Mit der Fortsetzung der Treuhandverwaltung soll insbesondere die Versorgungssicherheit in den Bundesländern Berlin und Brandenburg gewährleistet bleiben. Zusätzlich wird der Standort Schwedt durch diesen Schritt nachhaltig gesichert. Rosneft Russland hat offiziell geäußert, dass der Verkauf von Rosneft Deutschland verfolgt wird. Ein solcher Verkauf wird als der rechtssicherste und schnellste Weg angesehen, um Investitionen in die Raffinerien zu ermöglichen und die zukünftige Rentabilität der Standorte zu sichern.
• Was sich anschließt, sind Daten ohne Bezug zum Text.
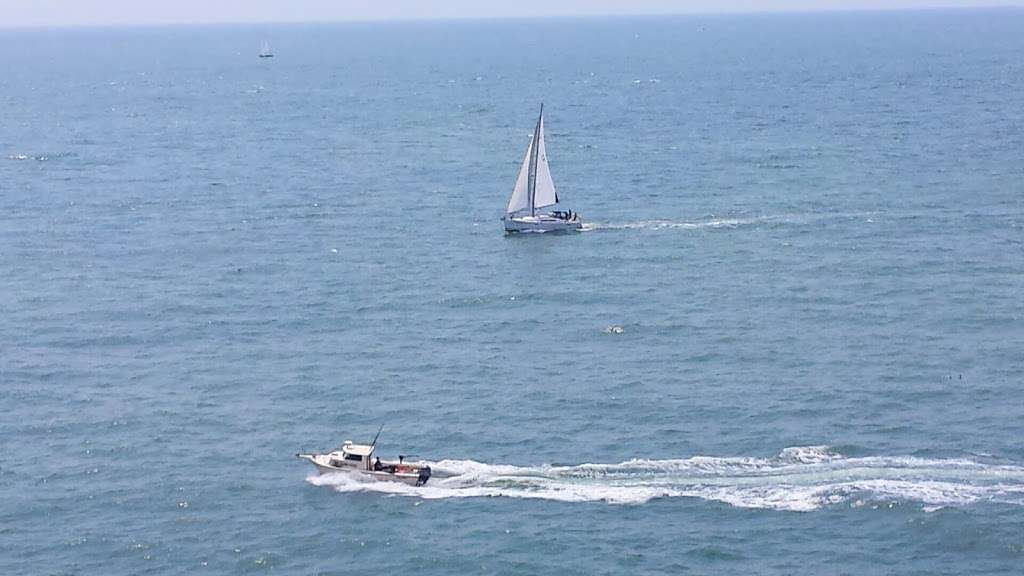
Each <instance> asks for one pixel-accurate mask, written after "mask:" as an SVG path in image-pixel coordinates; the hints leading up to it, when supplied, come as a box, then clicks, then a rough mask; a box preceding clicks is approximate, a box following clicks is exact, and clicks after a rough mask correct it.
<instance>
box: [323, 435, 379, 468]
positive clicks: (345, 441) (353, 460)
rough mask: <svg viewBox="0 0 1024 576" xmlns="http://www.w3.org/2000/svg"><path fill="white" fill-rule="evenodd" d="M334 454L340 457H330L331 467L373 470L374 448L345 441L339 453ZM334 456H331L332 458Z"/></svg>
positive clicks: (350, 441)
mask: <svg viewBox="0 0 1024 576" xmlns="http://www.w3.org/2000/svg"><path fill="white" fill-rule="evenodd" d="M334 454H337V455H340V456H341V457H340V458H339V457H336V456H335V457H332V458H331V465H332V466H335V467H338V468H341V467H346V466H347V467H352V468H359V469H364V470H369V469H373V462H372V461H371V460H372V459H373V456H374V447H373V446H368V445H366V444H352V441H351V440H346V441H345V444H344V446H342V447H341V451H340V452H335V453H334ZM334 454H333V455H332V456H334Z"/></svg>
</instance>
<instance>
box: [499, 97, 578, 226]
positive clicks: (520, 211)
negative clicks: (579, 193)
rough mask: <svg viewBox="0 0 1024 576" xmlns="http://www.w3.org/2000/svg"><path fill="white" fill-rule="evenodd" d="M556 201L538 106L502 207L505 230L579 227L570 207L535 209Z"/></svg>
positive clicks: (577, 222)
mask: <svg viewBox="0 0 1024 576" xmlns="http://www.w3.org/2000/svg"><path fill="white" fill-rule="evenodd" d="M557 203H558V193H556V192H555V182H554V180H552V179H551V169H550V168H549V167H548V154H547V150H546V148H545V146H544V105H543V104H542V105H541V116H540V118H538V119H537V128H536V129H535V130H534V138H532V139H531V140H530V142H529V148H527V149H526V158H524V159H523V161H522V167H521V168H520V169H519V177H518V178H516V181H515V189H514V190H513V191H512V198H510V199H509V205H508V207H507V208H506V210H505V217H504V218H502V219H503V220H504V221H505V232H506V233H525V232H575V231H579V230H581V229H582V228H583V220H581V219H580V214H577V213H574V212H572V211H571V210H564V211H559V210H555V211H551V212H546V213H540V212H538V209H540V208H546V207H548V206H553V205H555V204H557Z"/></svg>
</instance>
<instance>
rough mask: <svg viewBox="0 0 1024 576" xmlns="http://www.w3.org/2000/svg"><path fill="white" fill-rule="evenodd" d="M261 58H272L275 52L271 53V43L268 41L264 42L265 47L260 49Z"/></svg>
mask: <svg viewBox="0 0 1024 576" xmlns="http://www.w3.org/2000/svg"><path fill="white" fill-rule="evenodd" d="M259 57H261V58H272V57H273V52H271V51H270V43H269V42H267V41H266V40H264V41H263V45H262V46H260V49H259Z"/></svg>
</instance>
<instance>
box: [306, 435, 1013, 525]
mask: <svg viewBox="0 0 1024 576" xmlns="http://www.w3.org/2000/svg"><path fill="white" fill-rule="evenodd" d="M429 464H430V466H431V467H432V468H433V469H434V478H433V479H431V481H430V483H429V484H428V485H427V486H425V487H421V488H416V487H411V486H406V485H402V484H398V483H391V482H373V481H360V480H359V479H358V478H354V477H351V476H348V475H343V474H337V475H326V476H312V477H309V478H308V479H307V481H308V482H309V483H310V484H313V485H316V486H330V487H332V488H334V489H335V490H337V491H338V492H379V493H386V494H394V495H402V496H412V497H419V498H425V499H442V498H474V497H507V498H534V499H546V500H558V501H563V502H608V503H614V504H641V503H644V502H647V501H649V500H652V499H655V498H680V497H689V498H699V499H703V500H711V501H717V502H724V503H727V504H730V505H733V506H737V507H745V508H766V509H776V510H794V511H810V510H815V509H819V508H821V507H824V506H828V505H835V504H841V503H847V504H849V505H851V506H863V505H870V506H885V505H889V506H893V505H897V504H902V503H908V502H911V503H916V504H920V505H922V507H923V508H924V509H925V510H928V511H930V510H933V509H937V508H940V507H944V506H963V505H968V504H973V503H978V502H994V503H1001V504H1011V505H1024V466H1020V465H1008V464H989V463H983V462H978V461H974V460H971V459H928V458H919V457H912V456H869V457H845V456H843V455H841V454H838V453H836V452H834V451H831V450H830V449H828V448H827V447H820V446H811V447H798V448H786V449H785V450H783V451H782V452H781V453H780V454H779V455H778V456H775V457H771V458H739V457H736V458H718V457H711V456H694V457H691V458H686V459H675V460H647V459H634V460H629V461H626V462H622V463H617V464H580V465H571V466H564V465H542V466H513V465H502V464H486V463H482V462H476V461H473V460H440V461H437V462H429Z"/></svg>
Die PCK-Raffinerie spielt eine zentrale Rolle in der Versorgung des Nordostens Deutschlands und Berlins mit Kraftstoffen wie Benzin, Heizöl und Kerosin. Nach dem russischen Angriff auf die Ukraine hatte die damalige Bundesregierung die Rosneft-Tochtergesellschaften unter Treuhandverwaltung gestellt, um die Handlungsfähigkeit zu bewahren. Zudem wurde beschlossen, das russische Pipeline-Öl, das die PCK über Jahre versorgte, abzulehnen, und alternative Bezugsquellen wurden erschlossen. Ursprünglich war die Treuhandverwaltung für jeweils sechs Monate angeordnet worden, wäre jedoch ohne diese Verlängerung am Mittwoch ausgelaufen.